Ethan meets Jim again

After the heist in Langley, Ethan sees that the Bible he used in the safe house was stamped “PLACED BY THE GIDEONS IN THE DRAKE HOTEL CHICAGO”. This is where he figures out what really happened and that Jim Phelps is the turncoat.   In the Apartment Sequence earlier in the film, Ethan Hunt tells Jim Phelps that they missed him in Kiev, and Jack Harmon asks, “were you on some cushy recruiting assignment again?” When Ethan asks, “Where did they put you up this time, The Plaza?” Jim answers, “The Drake Hotel. Chicago.”   Ah, yes, “24-hour room service, chauffeured cars . . .” It seems like a little background info for us as to the fact the team has been in Kiev, Jim was not, and Jim was in Chicago at The Drake Hotel. Ethan figured that if Jim was looking at the Bible from the Drake Hotel, it was to communicate with Max. This comes out in this scene with Jim and Ethan at the restaurant. Jim Phelps tracks down Ethan and has a discussion in a restaurant explaining that Kittridge was really the mole. While he talks through how Kittridge did it, clips are shown with what really happened. This is where the audience sees that Jim was really the mole.   Ethan plays along, even though he knows Jim is the mole. He lets Jim explain why someone would become a mole and doesn’t let Jim know that Ethan is on to him. As we've discussed before, the con has been played.   Jim tried to have Ethan, and the audience, believe that he was killed in the first mission.  The first time you watched the movie, I'm sure you were duped too.   This was a common theme in the television show as well. We've also discussed elsewhere that there was an attempt to pull the television show fans into this movie.   However, when I saw this in the theater, this scene is where I made the decision to stop watching any more Mission: Impossible movies.   In fact, from my first seeing this film, it was over 20 years before I watched the rest of the Mission: Impossible films.   I love spy movies, but I guess I can hold a grudge for a long time.

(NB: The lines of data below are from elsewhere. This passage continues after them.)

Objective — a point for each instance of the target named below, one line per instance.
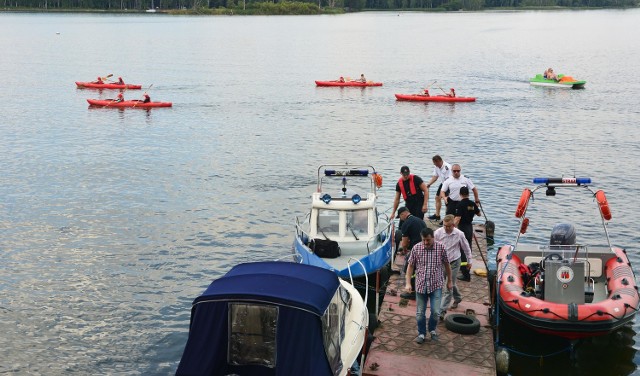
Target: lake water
(112, 221)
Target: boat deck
(394, 352)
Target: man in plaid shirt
(430, 262)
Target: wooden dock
(394, 352)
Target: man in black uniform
(411, 228)
(464, 213)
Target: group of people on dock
(433, 255)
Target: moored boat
(344, 222)
(348, 83)
(564, 288)
(106, 103)
(432, 98)
(275, 318)
(107, 85)
(563, 82)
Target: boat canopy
(267, 318)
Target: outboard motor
(563, 234)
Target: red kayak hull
(348, 83)
(433, 98)
(111, 103)
(93, 85)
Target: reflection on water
(114, 221)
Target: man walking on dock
(455, 244)
(430, 262)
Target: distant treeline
(208, 5)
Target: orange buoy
(377, 179)
(603, 204)
(524, 201)
(524, 225)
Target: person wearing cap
(453, 184)
(442, 171)
(410, 230)
(456, 246)
(430, 261)
(464, 214)
(414, 192)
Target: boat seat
(595, 264)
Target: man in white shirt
(455, 244)
(453, 184)
(442, 171)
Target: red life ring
(524, 225)
(604, 205)
(524, 201)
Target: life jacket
(412, 187)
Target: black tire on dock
(462, 324)
(373, 322)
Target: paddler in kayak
(550, 75)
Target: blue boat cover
(302, 294)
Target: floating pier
(394, 351)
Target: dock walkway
(394, 352)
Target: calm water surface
(112, 221)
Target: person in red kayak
(550, 75)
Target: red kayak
(106, 85)
(433, 98)
(348, 83)
(130, 103)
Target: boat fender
(377, 179)
(524, 225)
(462, 324)
(524, 201)
(604, 205)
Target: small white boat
(563, 82)
(344, 222)
(275, 318)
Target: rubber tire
(462, 324)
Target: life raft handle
(523, 203)
(603, 204)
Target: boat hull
(432, 98)
(347, 83)
(569, 320)
(563, 83)
(93, 85)
(372, 262)
(110, 103)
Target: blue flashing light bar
(577, 181)
(346, 173)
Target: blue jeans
(434, 302)
(455, 266)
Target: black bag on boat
(325, 248)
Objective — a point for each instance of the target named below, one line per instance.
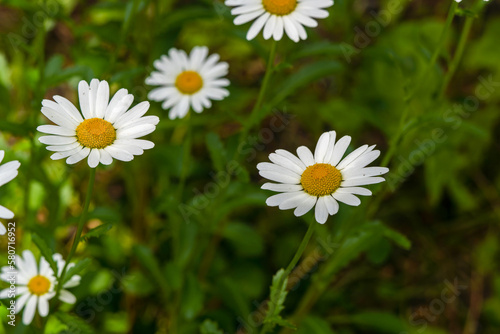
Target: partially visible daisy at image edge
(277, 17)
(35, 285)
(8, 172)
(104, 130)
(188, 81)
(323, 179)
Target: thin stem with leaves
(81, 224)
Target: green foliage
(74, 323)
(210, 327)
(190, 245)
(97, 232)
(46, 252)
(276, 303)
(77, 269)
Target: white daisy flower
(35, 285)
(8, 172)
(278, 16)
(322, 179)
(107, 130)
(188, 81)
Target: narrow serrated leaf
(277, 299)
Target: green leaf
(318, 49)
(276, 301)
(77, 269)
(46, 252)
(74, 323)
(245, 240)
(398, 238)
(192, 299)
(210, 327)
(97, 232)
(216, 150)
(148, 260)
(316, 325)
(305, 76)
(382, 322)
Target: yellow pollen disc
(39, 285)
(189, 82)
(321, 179)
(95, 133)
(279, 7)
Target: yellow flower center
(321, 179)
(279, 7)
(39, 285)
(189, 82)
(95, 133)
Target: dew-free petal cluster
(276, 17)
(35, 285)
(341, 183)
(188, 81)
(104, 129)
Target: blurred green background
(191, 246)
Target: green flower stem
(262, 93)
(81, 223)
(464, 36)
(293, 263)
(301, 248)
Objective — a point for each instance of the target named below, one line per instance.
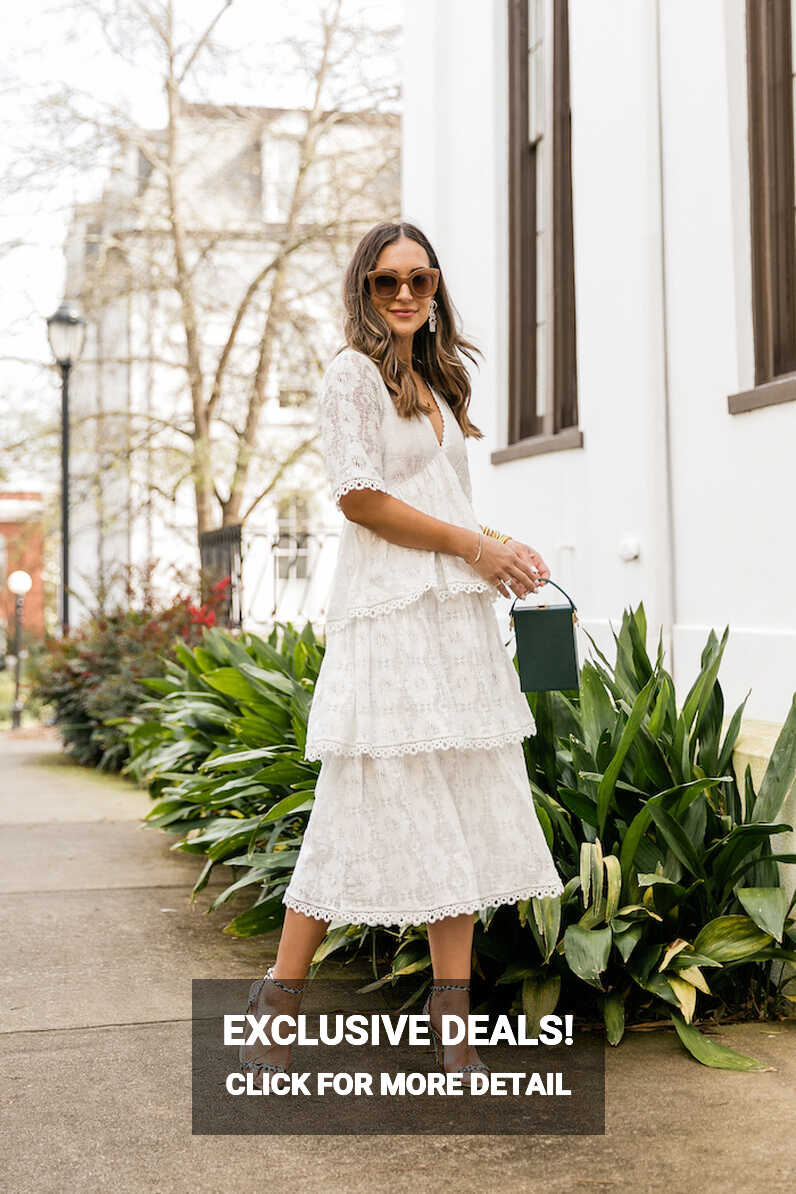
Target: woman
(423, 810)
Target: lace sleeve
(350, 418)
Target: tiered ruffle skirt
(423, 806)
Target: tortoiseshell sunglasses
(387, 283)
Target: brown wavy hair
(434, 356)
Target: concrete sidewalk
(99, 951)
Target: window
(542, 369)
(291, 549)
(772, 204)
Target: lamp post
(19, 584)
(66, 332)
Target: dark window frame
(772, 204)
(530, 434)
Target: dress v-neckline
(439, 443)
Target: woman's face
(403, 313)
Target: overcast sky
(45, 43)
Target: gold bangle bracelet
(494, 534)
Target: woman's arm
(400, 523)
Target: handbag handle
(548, 582)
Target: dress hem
(331, 746)
(423, 916)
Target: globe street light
(67, 332)
(19, 583)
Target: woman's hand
(511, 564)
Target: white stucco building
(658, 492)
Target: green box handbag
(547, 645)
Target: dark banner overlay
(361, 1066)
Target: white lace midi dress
(423, 806)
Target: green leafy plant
(91, 678)
(672, 899)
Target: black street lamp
(19, 583)
(67, 332)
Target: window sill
(536, 445)
(770, 393)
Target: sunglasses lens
(384, 285)
(423, 284)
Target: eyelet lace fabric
(433, 675)
(368, 445)
(412, 839)
(423, 806)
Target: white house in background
(238, 171)
(622, 251)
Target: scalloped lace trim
(456, 743)
(423, 916)
(359, 482)
(387, 607)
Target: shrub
(91, 677)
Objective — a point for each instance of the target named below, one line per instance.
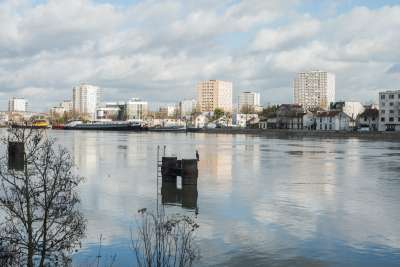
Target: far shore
(286, 133)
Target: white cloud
(158, 50)
(270, 39)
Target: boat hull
(135, 128)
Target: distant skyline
(160, 50)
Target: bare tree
(165, 240)
(40, 203)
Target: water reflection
(264, 202)
(185, 196)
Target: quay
(285, 133)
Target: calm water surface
(261, 202)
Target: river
(260, 202)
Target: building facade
(214, 94)
(314, 89)
(368, 120)
(85, 100)
(333, 121)
(187, 107)
(136, 109)
(17, 104)
(67, 105)
(353, 109)
(243, 120)
(389, 111)
(249, 101)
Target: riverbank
(280, 133)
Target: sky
(159, 50)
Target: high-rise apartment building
(389, 111)
(67, 105)
(17, 104)
(249, 101)
(186, 107)
(214, 94)
(86, 99)
(314, 89)
(136, 109)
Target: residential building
(67, 105)
(389, 110)
(187, 107)
(314, 89)
(368, 120)
(108, 113)
(171, 111)
(243, 120)
(214, 94)
(201, 121)
(353, 109)
(289, 117)
(333, 121)
(136, 109)
(17, 104)
(249, 102)
(309, 121)
(86, 99)
(57, 111)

I was very mad that Jim was the bad guy and had turned.   Yes, in the television show, most of the bad guys were agents, but Jim was always the good guy.   Why would you bring his character back into this movie only to make him the bad guy?   It made the twist very effective but really made me mad.

On the train

After Ethan gets the NOC List, he needs to meet with Max and the mole so they can catch the mole (Jim Phelps).   This second meeting with Max happens on a high-speed train that is to cross the English Channel. The train provides three scenes that are really the climax of the movie. The first scene has Ethan providing the NOC list to Max. Max had paid Ethan for the NOC List and wanted to upload it. Luther uses an electronic jamming device to keep Max from uploading the file before they hit the Chunnel.   Given that this was filmed in 1996 and that they were on a moving train, one can imagine how slow the phone line was that Max was trying to use. The next scene, which is where this clip is from is where it gets really fun. Claire walks into the luggage room on the train and sees Jim. She talks with Jim about how he is the mole and how they will set up Ethan and take the money. At this point, Jim stands up and PULLS OFF A MASK. In reality, she had been talking with Ethan. Ethan had made Claire believe he was Jim with the use of the mask. Then the real Jim walks out from behind another section of the luggage car. Ethan gives her the money and then puts on a pair of glasses with a camera built-in, letting Jim know that Kittridge has seen that he was still alive. Jim then kills Claire and has a quick fight with Ethan before escaping out of the luggage car.

The final train scene

The climax of the movie occurs on the outside of the train. This is a fantastic use of CGI and real footage. In this scene, Jim is trying to escape to a helicopter piloted by Krieger. It has some exciting footage of the helicopter attached to the train and the action continues into the tunnel. It is hard to believe that in reality, the helicopter would have been able to fly like that in a tunnel, but it makes for some great drama. The final shot of this scene is of the train conductor, brilliantly played by David Schneider, looking up after the train stops and then he faints. The look on his face says it all.  There are some reviews I've read saying that this was the worst piece of the movie.   However, David's look worked for me. Trains are used a lot in movies as they are a confined space with no easy escape (maybe except for Silver Streak). A few films keep the action inside the train.   For instance, in James Bond’s From Russia With Love, there is a tremendous fight scene between Bond and Red Grant.   That scene happens inside the train.   Skyfall has a nice exterior fight scene. The Wolverine has something somewhat similar (ok there is no helicopter) using a bullet train with Wolverine on top of the train in a fight with Yakuza. From what we’ve been able to find, the 1926 Buster Keaton film The General and 1929 movie The Flying Scotsman were the first movies to show action with a person on the outside of a moving train.

Ending Scene

The film wraps with Kittridge talking with Max and letting her know that she isn’t going to be arrested. They really wanted Jim. Luther and Ethan have a quick chat talking about moving forward. Finally, Ethan is on the plane. The flight attendant asks him the same question that they asked Jim before he got the taped mission at the beginning of the movie: “Excuse me, Mr. Hunt, would you like to watch a movie”. He is going to get his next assignment. In the Bond series, James Bond usually gets a bit of time off after a mission. It looks like Ethan Hunt gets to jump from one mission to the next.